The seL4 verification journey: how have the challenges and opportunities evolved
ABSTRACT: The formal verification journey of the seL4 microkernel is nearing two decades, and still has an busy roadmap for the years ahead. It started as a research project aiming for a highly challenging problem with the potential of significant impact. Today, a whole ecosystem of developers, researchers, adopters and supporters are part of the seL4 community. With increasing uptake and adoption, seL4 is evolving, supporting more platforms, architectures, configurations, and features. This creates both opportunities and challenges: verification is what makes seL4 unique; as the seL4 code evolves, so must its formal proofs. With more than a million lines of formal, machine-checked proofs, seL4 is the most highly assured OS kernel, with proofs of an increasing number of properties (functional correctness, binary correctness, security –integrity and confidentiality– and system initialisation) and for an increasing number of hardware architectures: Arm (32-bit), x86 (64-bit) and RISC-V (64-bit), with proofs now starting for Arm (64-bit). In this talk we will reflect on the evolution of the challenges and opportunities the seL4 verification faced along its long, and continuing, journey.
BIO: June Andronick is CEO and co-founder of Proofcraft, providing commercial support for software verification in general and the seL4 microkernel verification in particular. She is also CEO of the seL4 Foundation, and conjoint Professor at UNSW Sydney. Her technical expertise is in increasing the reliability of critical software systems, by mathematically proving that the code behaves as expected and satisfies security and safety requirements. She previously led the Trustworthy Systems group, world-leading in the area of verified operating systems software, known worldwide for the formal verification of the seL4 microkernel. She was recognised in 2011 by MIT’s Technology Review as one of the world’s top young innovators (TR35). She holds a PhD in Computer Science from the University of Paris-Sud, France.
Why do things go wrong (or right)? Applications of causal reasoning to verification
ABSTRACT: In this talk I will look at the connections between causality and learning from one side, and verification and synthesis from the other side. I will introduce the relevant concepts and discuss how causality and learning can help to improve the quality of systems and reduce the amount of human effort in designing and verifying systems. I will (briefly) introduce the theory of actual causality as defined by Halpern and Pearl. This theory turns out to be extremely useful in various areas of computer science due to a good match between the results it produces and our intuition. I will illustrate the definitions by examples from formal verification. I will also argue that active learning can be viewed as a type of causal discovery. Tackling the problem of reducing the human effort from the other direction, I will discuss ways to improve the quality of specifications and will focus in particular on synthesis.

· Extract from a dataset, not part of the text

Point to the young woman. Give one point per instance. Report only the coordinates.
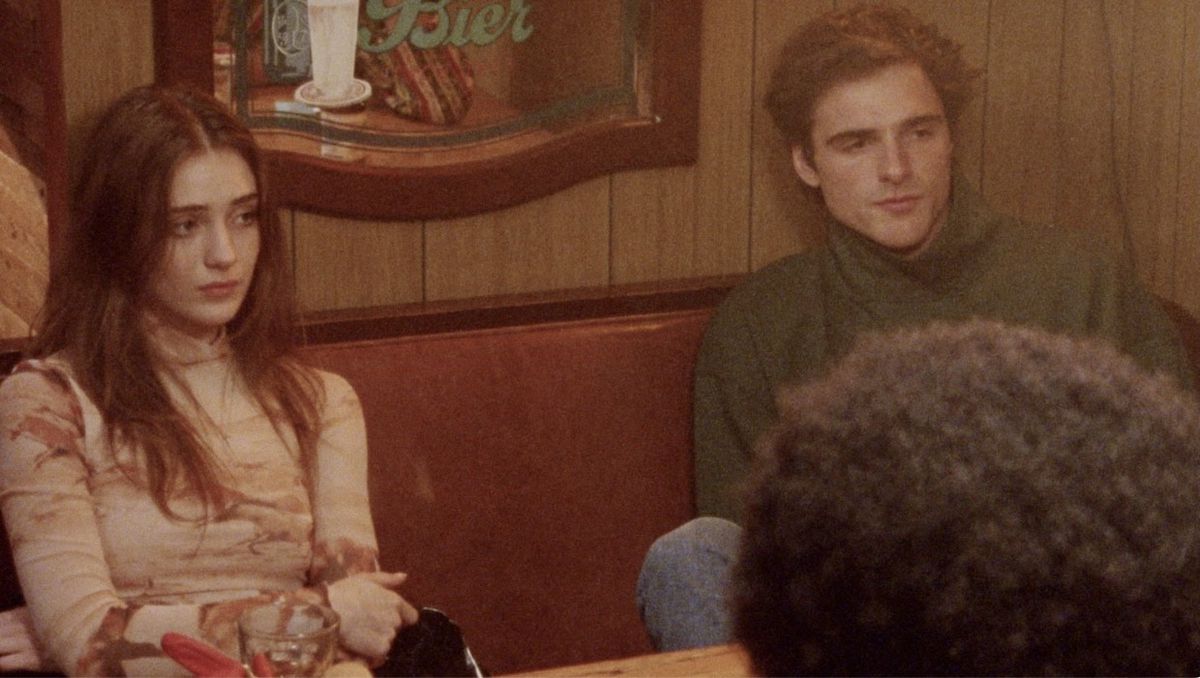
(165, 461)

BIO: Hana Chockler is a Principal Scientist at a startup company causaLens and a Reader (Associate Professor) in Formal Methods in the Department of Informatics at King’s College London (KCL). Prior to joining KCL in 2013, Hana worked at IBM Research in the formal verification and software engineering departments. Her research interests span a wide variety of topics, including formal verification and synthesis of hardware and software, fundamental concepts in causality and its applications to a variety of domains, learning, and explainable AI.